Ce caïd de la cocaïne avait choisi l’Espagne pour blanchir l’argent de son trafic en Europe. Verano avait réussi à installer un vaste réseau de blanchiment qui a survécu à son arrestation. L’argent était “lavé” à travers une dizaine de sociétés écrans espagnoles,souvent dans l’immobilier, avant d’être réinjecté dans des comptes suisses. Ces entreprises fantoches étaient dirigées par des hommes de paille, souvent des Espagnols liés à la petite délinquance.

Les chefs de la drogue ont jeté leur dévolu sur l’Espagne pour les facilités à y laver l’argent noir. L’économie souterraine représenterait 21 % du PIB espagnol. C’est aussi le pays de l’Union européenne où circulent le plus de billets de 500 euros : le quart du stock européen de ces billets est utilisé dans la péninsule Ibérique. L’an dernier,leur nombre y aurait augmenté de 60 %.

Les contrôles fiscaux assez rares et surtout la fièvre de la construction (700000 logements construits par an) ont permis la mise en place de ces “lessiveuses”à argent sale. «Le boom de l’immobilier (157 % de hausse des prix depuis 1997) a fait du ladrillo [la brique] la valeur refuge des Espagnols et permis de placer beaucoup d’investissements non déclarés, explique Meritxell Soler, économiste chez Analistas Financieros Internacionales. Les trafiquants peuvent profiter de la spéculation immobilière pour investir en toute impunité».

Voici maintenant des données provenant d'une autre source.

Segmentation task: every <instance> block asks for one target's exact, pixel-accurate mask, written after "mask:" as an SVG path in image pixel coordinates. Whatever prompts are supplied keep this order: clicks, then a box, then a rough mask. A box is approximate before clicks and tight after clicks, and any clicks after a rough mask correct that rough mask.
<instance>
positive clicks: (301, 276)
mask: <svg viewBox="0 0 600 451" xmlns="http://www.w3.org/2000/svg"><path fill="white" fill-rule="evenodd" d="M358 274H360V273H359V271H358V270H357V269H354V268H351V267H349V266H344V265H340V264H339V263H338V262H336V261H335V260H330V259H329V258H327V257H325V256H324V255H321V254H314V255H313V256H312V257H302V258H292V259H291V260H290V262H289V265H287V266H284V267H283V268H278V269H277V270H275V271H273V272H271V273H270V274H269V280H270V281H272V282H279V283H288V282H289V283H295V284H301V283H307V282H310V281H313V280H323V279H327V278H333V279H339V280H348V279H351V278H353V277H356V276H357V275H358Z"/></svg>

La Costa del Sol, symbole de la construction sauvage en Espagne, est devenue la zone d’activité favorite des groupes mafieux. La police estime qu’une cinquantaine d’entre eux y sont implantés. Avec 30 000 logements illégaux, Marbella, la station balnéaire huppée du littoral, est devenue l’épicentre de la corruption, un vrai laboratoire du crime organisé.